‘The Surfer’ Movie Review

If there’s one person you want to cast in your movie about a man waging war against local thugs, who slowly but surely has a mental collapse, it’s the ever-eccentric Nicolas Cage. Pair Cage with Lorcan Finnegan, director of bizarre suburban horror Vivarium, and you have a match made in heaven – or hell, as the scorched setting of psychological thriller The Surfer soon proves to be.

On an Australian coastline lies the childhood home of Nicolas Cage’s unnamed protagonist; The Surfer, as he is named in the credits. A former surfer and native turned Californian real estate mogul who lost his Aussie drawl after 40 years of being away, the Surfer returns to Lunar Bay with his son (Finn Little) to buy the home he grew up in and surf some stellar waves. However, as he walks onto the beach, he clashes with the ‘Bay Boys’, a cult-like group of local blokes who mercilessly spit “Don’t live here, don’t surf here” into the Surfer’s face. After their unofficially elected leader Scally (a deliciously nasty Julian McMahon, giving a career-best performance) threatens to hurt the Surfer’s son should they attempt to surf, the Surfer departs. 

A sane person may resign against this stonewall of chauvinist bullies, but Cage’s Surfer is in a crisis of masculinity. His childhood home is 100 thousand dollars over his budget, his ex-wife is pregnant, the relationship he has with his son is tenuous at best, and he has risked his job to chase the property he has dreamed of owning since his father passed away. Parking his Lexus in a nearby car park, the Surfer loiters around long enough to incur the wrath of the Bay Boys again, who steal his surfboard and place it upon their beach-side shack as a trophy. This begins a chain of events that sees Cage’s Surfer slowly but inevitably descend into a hallucinatory hellscape as he is gaslit by the Bay Boys and the various residents who worship at the Scally altar. 

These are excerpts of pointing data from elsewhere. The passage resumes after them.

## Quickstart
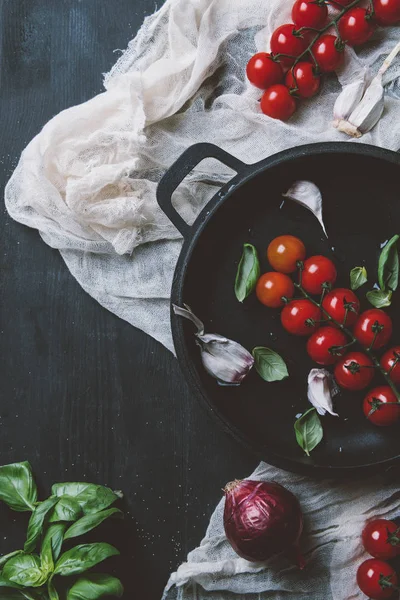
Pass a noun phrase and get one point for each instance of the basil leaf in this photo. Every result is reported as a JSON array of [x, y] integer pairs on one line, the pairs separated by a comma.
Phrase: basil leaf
[[17, 487], [91, 497], [358, 276], [24, 570], [66, 509], [95, 586], [89, 522], [83, 557], [269, 365], [379, 299], [308, 430], [248, 273], [36, 521], [388, 267]]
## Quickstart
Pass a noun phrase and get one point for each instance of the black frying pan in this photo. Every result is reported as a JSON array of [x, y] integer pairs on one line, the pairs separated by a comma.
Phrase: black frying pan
[[360, 187]]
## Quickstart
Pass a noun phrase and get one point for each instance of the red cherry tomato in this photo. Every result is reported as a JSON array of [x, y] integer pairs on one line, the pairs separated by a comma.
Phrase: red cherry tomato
[[323, 345], [285, 40], [381, 406], [329, 53], [371, 577], [272, 287], [302, 80], [387, 12], [354, 371], [390, 362], [262, 71], [284, 252], [381, 539], [278, 103], [300, 317], [356, 26], [335, 303], [373, 328], [317, 271], [307, 13]]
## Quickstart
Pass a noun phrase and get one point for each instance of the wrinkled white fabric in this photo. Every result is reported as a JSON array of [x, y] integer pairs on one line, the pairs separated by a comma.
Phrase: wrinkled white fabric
[[87, 181]]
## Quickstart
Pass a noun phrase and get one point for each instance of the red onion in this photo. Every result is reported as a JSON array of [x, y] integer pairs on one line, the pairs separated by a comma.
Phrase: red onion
[[262, 519]]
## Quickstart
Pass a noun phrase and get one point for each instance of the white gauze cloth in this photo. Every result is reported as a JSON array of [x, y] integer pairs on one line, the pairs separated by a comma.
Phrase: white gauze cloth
[[87, 182]]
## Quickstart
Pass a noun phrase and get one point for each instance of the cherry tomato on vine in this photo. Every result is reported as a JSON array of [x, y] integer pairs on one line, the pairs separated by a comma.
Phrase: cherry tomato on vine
[[356, 26], [308, 13], [278, 103], [335, 303], [317, 271], [374, 577], [324, 345], [328, 52], [373, 328], [303, 80], [272, 287], [300, 317], [381, 406], [286, 40], [284, 252], [390, 362], [354, 371], [381, 539], [262, 71]]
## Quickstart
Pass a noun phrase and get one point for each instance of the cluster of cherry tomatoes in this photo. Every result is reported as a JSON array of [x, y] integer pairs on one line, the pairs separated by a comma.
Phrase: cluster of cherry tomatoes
[[323, 322], [285, 74], [375, 577]]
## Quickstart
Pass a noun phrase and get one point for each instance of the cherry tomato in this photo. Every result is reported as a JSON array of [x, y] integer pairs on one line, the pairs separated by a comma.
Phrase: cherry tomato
[[354, 371], [373, 328], [374, 578], [272, 287], [335, 303], [381, 406], [307, 13], [317, 271], [262, 71], [329, 53], [387, 12], [302, 80], [278, 103], [285, 40], [284, 252], [390, 362], [322, 346], [300, 317], [381, 539], [356, 26]]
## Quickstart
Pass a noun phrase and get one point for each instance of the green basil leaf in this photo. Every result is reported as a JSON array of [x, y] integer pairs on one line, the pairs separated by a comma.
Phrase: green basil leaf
[[91, 497], [89, 522], [94, 586], [269, 365], [66, 509], [83, 557], [358, 276], [36, 521], [308, 430], [248, 273], [24, 570], [388, 267], [379, 299], [17, 487]]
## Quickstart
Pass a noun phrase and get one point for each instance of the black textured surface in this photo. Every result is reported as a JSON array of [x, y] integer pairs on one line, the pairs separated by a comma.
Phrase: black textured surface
[[83, 395]]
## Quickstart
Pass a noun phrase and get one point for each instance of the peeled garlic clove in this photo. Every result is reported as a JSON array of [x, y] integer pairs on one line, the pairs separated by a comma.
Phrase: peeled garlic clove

This includes a police officer summoned by Cage’s Surfer, which is where Finnegan’s film begins propagating ideas around toxic masculinity and how pervasive patriarchal bravissimo is in society. Scriptwriter Thomas Martin writes each character as thin archetypes to extrapolate this idea that each man within the confines of this society are toxic. This is highlighted in the end credits of the film by each member of the crew being known only by their job title of bank manager or barista. Scally, an aggressively red-blooded patriarch, screams in the face of his patrons “To surf, you must first suffer”; this is the mantra of Finnegan’s gruelling picture.

But it is not ‘surfing’ that Scally is truly discussing when he barks this mantra at his follies or at the Surfer, but the concept of ‘man’. The journey that the Surfer character must undertake in order to surf, or to be a man within the narrative here, is destructive of the soul. Finnegan is commentating on the loss of identity that occurs when you attempt to assimilate into a society that doesn’t want you to exist. As the Surfer has his meltdown under an infernal Australian sun, what he experiences is a form of masculinity gentrification. 

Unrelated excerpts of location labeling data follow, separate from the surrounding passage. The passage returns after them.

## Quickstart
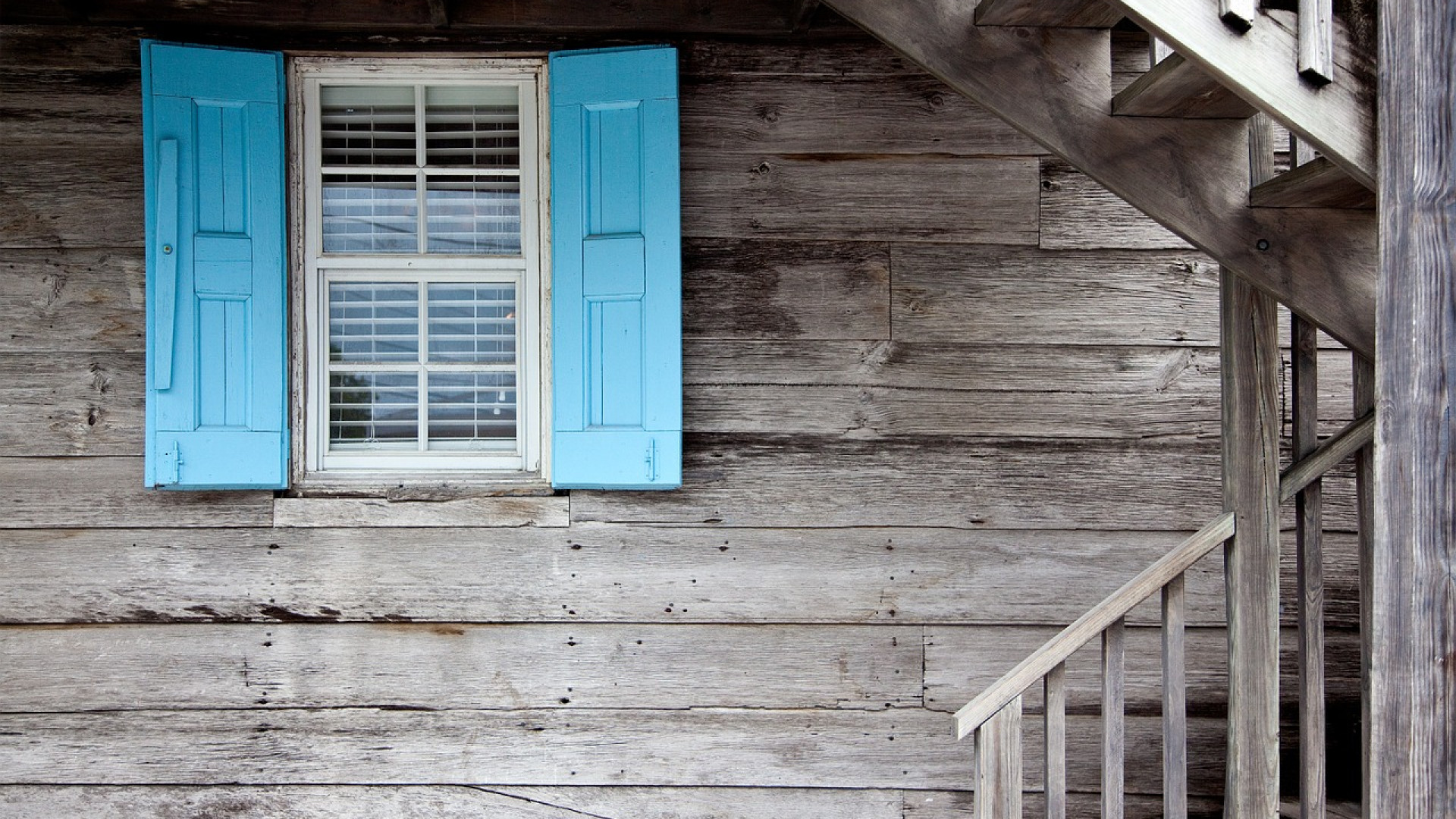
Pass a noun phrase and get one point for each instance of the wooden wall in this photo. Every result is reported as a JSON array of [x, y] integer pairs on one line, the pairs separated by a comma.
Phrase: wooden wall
[[943, 394]]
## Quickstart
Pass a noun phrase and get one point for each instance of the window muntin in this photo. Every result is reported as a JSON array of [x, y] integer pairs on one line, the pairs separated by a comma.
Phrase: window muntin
[[422, 268]]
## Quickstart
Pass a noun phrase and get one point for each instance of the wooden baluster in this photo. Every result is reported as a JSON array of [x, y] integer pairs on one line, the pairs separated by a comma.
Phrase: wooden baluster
[[1055, 686], [1114, 642], [1316, 41], [998, 765], [1175, 704], [1250, 363], [1310, 577], [1365, 523]]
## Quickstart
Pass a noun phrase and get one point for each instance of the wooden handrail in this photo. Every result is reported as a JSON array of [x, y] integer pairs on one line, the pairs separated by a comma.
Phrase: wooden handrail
[[1111, 610], [1326, 457]]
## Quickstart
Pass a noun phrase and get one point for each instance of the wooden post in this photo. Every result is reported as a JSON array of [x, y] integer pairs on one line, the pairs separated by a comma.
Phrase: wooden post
[[1251, 426], [1310, 576], [1413, 687]]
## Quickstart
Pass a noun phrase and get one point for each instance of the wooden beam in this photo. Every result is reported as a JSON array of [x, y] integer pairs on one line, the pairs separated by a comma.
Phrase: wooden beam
[[1315, 184], [1178, 88], [1055, 14], [1413, 689], [1251, 431], [1258, 66], [1188, 175]]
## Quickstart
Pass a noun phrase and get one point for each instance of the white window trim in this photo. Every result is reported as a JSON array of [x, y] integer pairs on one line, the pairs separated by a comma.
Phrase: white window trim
[[316, 468]]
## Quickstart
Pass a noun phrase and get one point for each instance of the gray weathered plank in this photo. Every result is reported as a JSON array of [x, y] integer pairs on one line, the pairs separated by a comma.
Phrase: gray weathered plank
[[588, 573], [1191, 174], [999, 297], [322, 512], [924, 483], [1413, 665], [1078, 215], [108, 491], [897, 748], [1250, 373], [1177, 88], [810, 290], [89, 668], [71, 404], [903, 199], [61, 300]]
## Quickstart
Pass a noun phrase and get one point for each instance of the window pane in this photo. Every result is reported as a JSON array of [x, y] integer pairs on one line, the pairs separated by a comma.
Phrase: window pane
[[472, 410], [473, 215], [367, 126], [472, 127], [373, 321], [472, 322], [373, 410], [369, 215]]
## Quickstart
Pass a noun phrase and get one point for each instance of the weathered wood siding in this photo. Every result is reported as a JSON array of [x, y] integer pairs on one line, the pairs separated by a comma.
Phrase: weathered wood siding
[[943, 394]]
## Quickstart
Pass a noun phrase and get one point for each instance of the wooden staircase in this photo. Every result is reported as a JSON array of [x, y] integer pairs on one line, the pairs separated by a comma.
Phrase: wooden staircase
[[1190, 143]]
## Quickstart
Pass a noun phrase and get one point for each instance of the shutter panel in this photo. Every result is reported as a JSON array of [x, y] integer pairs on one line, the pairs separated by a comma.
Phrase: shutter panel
[[216, 273], [617, 281]]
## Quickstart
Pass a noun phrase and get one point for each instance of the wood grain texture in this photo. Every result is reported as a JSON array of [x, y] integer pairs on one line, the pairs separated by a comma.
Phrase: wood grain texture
[[1321, 265], [884, 483], [31, 497], [1178, 88], [999, 297], [1413, 687], [71, 404], [436, 667], [785, 290], [1081, 215], [588, 573], [552, 510], [60, 300], [903, 199], [799, 748], [1251, 493]]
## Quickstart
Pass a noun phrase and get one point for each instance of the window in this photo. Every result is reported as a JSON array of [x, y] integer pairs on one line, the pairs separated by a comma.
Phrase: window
[[421, 284], [414, 337]]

The issue a film like The Surfer has is that this chaotic descent into insanity is a miserable experience. It is very easy to critique a film like this for being unpleasant to watch but, ultimately, it is. The actions of Scally and his scallywags are surmountable to torture as they steal the Surfer’s car, smear dog excrement across a drinking fountain and gaslight him into believing he is as worthless as the vagrant they also torment. Finnegan’s frisky direction of crash zooms and intense close-ups of perspiration dripping, coupled with Radzek Ladczuk’s deeply saturated colour palette makes for an exhausting picture, one that can’t quite muster enough catharsis for the audience by its inevitable endpoint. 

The figurative trial by fire that Cage’s Surfer must go through in order to be accepted by this chauvinist group – whose bullying tactics are described and accepted by a local woman as “better than beating the Botox out of their wives” –  means that as he gets more frazzled, he transforms into an unreliable narrator. This results in a state of desensitisation to the audience. As much as the film’s hyperkinetic flashbacks of the Surfer’s previous trauma affords us a peek into his psyche, by the time it needs us to lend our empathy, it can’t be mustered as we’ve been punished as much as he has.   

It is always tough to review a film like The Surfer in any binary terms of good or bad because a film aiming to disturb doing just that is ultimately successful. As alluring as The Surfer’s ideas of hybridising toxic masculinity with gentrification are, and the groovy surf rock score is a real vibe, the film has a cruel, alienating edge to it that wears thin. There may be an audience for a film as miserable as this one – Requiem for a Dream certainly has its fans – but this is a film one can’t ever see wanting to experience twice.

The Surfer will screen at the upcoming Glasgow Film Festival.